Print

Print


On May 3, 2010, at 2:47 PM, Aaron Rubinstein wrote:

>> 1. MARC the data format -- too rigid, needs to go away
>> 2. MARC21 bib data -- very detailed, well over 1,000 different data
>> elements, some well-coded data (not all); unfortunately trapped in #1
> 
> For the sake of my own understanding, I would love an explanation of the 
> distinction between #1 and #2...


Item #1

The first item (#1) is MARC, the data structure -- a container for holding various types of bibliographic information. From one of my older publications [1]:

  ...the MARC record is a highly structured piece of information.
  It is like a sentence with a subject, predicate, objects,
  separated with commas, semicolons, and one period. In data
  structure language, the MARC record is a hybrid sequential/random
  access record.

  The MARC record is made up of three parts: the leader, the
  directory, the bibliographic data. The leader (or subject in our
  analogy) is always represented by the first 24 characters of each
  record. The numbers and letters within the leader describe the
  record's characteristics. For example, the length of the record
  is in positions 1 to 5. The type of material the record
  represents (authority, bibliographic, holdings, et cetera) is
  signified by the character at position 7. More importantly, the
  characters from positions 13 to 17 represent the base. The base
  is a number pointing to the position in the record where the
  bibliographic information begins.
  
  The directory is the second part of a MARC record. (It is the
  predicate in our analogy.) The directory describes the record's
  bibliographic information with directory entries. Each entry
  lists the types of bibliographic information (items called
  "tags"), how long the bibliographic information is, and where the
  information is stored in relation to the base. The end of the
  directory and all variable length fields are marked with a
  special character, the ASCII character 30.
  
  The last part of a MARC record is the bibliographic information.
  (It is the object in our sentence analogy.) It is simply all the
  information (and more) on a catalog card. Each part of the
  bibliographic information is separated from the rest with the
  ASCII character 30. Within most of the bibliographic fields are
  indicators and subfields describing in more detail the fields
  themselves. The subfields are delimited from the rest of the
  field with the ASCII character 31.
  
  The end of a MARC record is punctuated with an end-of-record
  mark, ASCII character 29. The ASCII characters 31, 30, and 29
  represent our commas, semicolons, and periods, respectively.

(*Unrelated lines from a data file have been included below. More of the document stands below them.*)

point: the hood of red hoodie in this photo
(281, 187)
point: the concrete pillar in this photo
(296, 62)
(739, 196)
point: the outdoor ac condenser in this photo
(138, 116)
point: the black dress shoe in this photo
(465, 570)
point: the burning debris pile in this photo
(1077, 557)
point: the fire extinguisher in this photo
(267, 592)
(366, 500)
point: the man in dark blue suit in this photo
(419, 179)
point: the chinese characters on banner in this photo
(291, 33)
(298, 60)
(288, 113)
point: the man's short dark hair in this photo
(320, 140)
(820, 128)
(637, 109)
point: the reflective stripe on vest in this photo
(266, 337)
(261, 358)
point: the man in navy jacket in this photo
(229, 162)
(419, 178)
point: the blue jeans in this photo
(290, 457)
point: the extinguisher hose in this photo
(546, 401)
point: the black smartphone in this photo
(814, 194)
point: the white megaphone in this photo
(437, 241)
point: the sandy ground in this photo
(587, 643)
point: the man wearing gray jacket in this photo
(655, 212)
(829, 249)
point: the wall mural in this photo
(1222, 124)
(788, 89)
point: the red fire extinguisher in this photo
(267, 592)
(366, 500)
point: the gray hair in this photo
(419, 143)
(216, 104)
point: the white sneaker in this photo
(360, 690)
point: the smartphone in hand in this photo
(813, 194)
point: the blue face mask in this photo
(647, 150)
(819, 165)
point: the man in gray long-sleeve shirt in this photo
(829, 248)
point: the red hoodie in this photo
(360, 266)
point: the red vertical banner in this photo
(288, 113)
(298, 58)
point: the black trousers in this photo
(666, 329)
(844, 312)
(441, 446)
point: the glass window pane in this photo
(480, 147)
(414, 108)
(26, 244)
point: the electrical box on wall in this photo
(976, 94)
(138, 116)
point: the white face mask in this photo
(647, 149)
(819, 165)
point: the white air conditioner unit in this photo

At the time, MARC -- the data structure -- was really cool. Consider the environment in 1965. No hard disks. Tape drives instead. Data storage was expensive. The medium had to be read from beginning to end. No (or rarely any) sequential data access. Thus, the record and field lengths were relatively short. (No MARC record can be longer 99,999 characters, and no MARC field can be longer than 999 characters.) Remember too the purpose of MARC -- to transmit the content of catalog cards. Given the leader, the directory, and the bibliographic sections of a MARC record all preceded by pseudo checksums and delimited by non-printable ASCII characters, the MARC record -- the data structure comes with a plethora of check and balances. Very nice.

Fast forward to the present day. Disk space is cheap. Tapes are not the norm. More importantly the wider computing environment uses XML as their data structure of choice. If libraries are about sharing information, then we need to communicate to them in their language. The language of the Net is XML not MARC. Not only is MARC -- the data structure -- stuck on 50 year-old technology, but more importantly it is not the language of the people to whom we want to share.


Item #2

Our bibliographic data (item #2) is the metadata of the Web. While it is important, and it adds a great deal of value, it is not as important as it used to be. It too needs to change. Remember, MARC was originally designed to print catalog cards. Author. Title. Pagination. Series. Notes. Subject headings. Added entries. Looking back, these were relatively simple data elements, but what about system numbers? ISBN numbers? Holdings information? Tables of contents? Abstracts? Ratings? We have stuffed these things into MARC every which way and we call MARC flexible.

More importantly, and as many have said previously, string values in MARC records lead to maintenance nightmares. Instead, like a relational database model, values need to be described using keys -- pointers -- to the canonical values. This makes find/replace operations painless, enables for the use of different languages, as well as numerous other advantages.

ISBD is also a pain. Take the following string:

  Kilgour, Frederick Gridley (1914–2006)

There is way too much punctuation going on here. Yes, as a human you can figure it out, but a computer is stupid and needs to have things made explicit. Do all values in all fields inside parentheses denote dates? No. Are all names presented in last-name, first-name order? No. Something like this would be much better:

  <author>
    <first_name>Frederick</firstname>
    <last_name>Kilgour</last_name>
    <birth_year>1914</birth_year>
    <death_year>2006</death_year>
  </author>

The example above is unambiguous.

MARCXML removes no punctuation. It retains all of the ISBD "encoding" as well as the archaic field codes (110, 245, 650, etc.). MODS goes a step beyond this. It replaces the field codes with human readable labels/words. It also breaks out some of the sub-fields denoted by ISBD into explicitly labeled fields. MARCXML is a step in the right direction. MODS goes even further. Neither really go far enough.

Why isn't this metadata as necessary as it used to be? Because with the advent of full text indexing it is possible to use computers to determine the "aboutness" of a document as well as how a document relates to other documents. Controlled vocabularies are not useless, just less useful and less necessary than previously.

Well, that is enough for now. Dinner time.

[1] http://infomotions.com/musings/marc-reader/

-- 
Eric Lease Morgan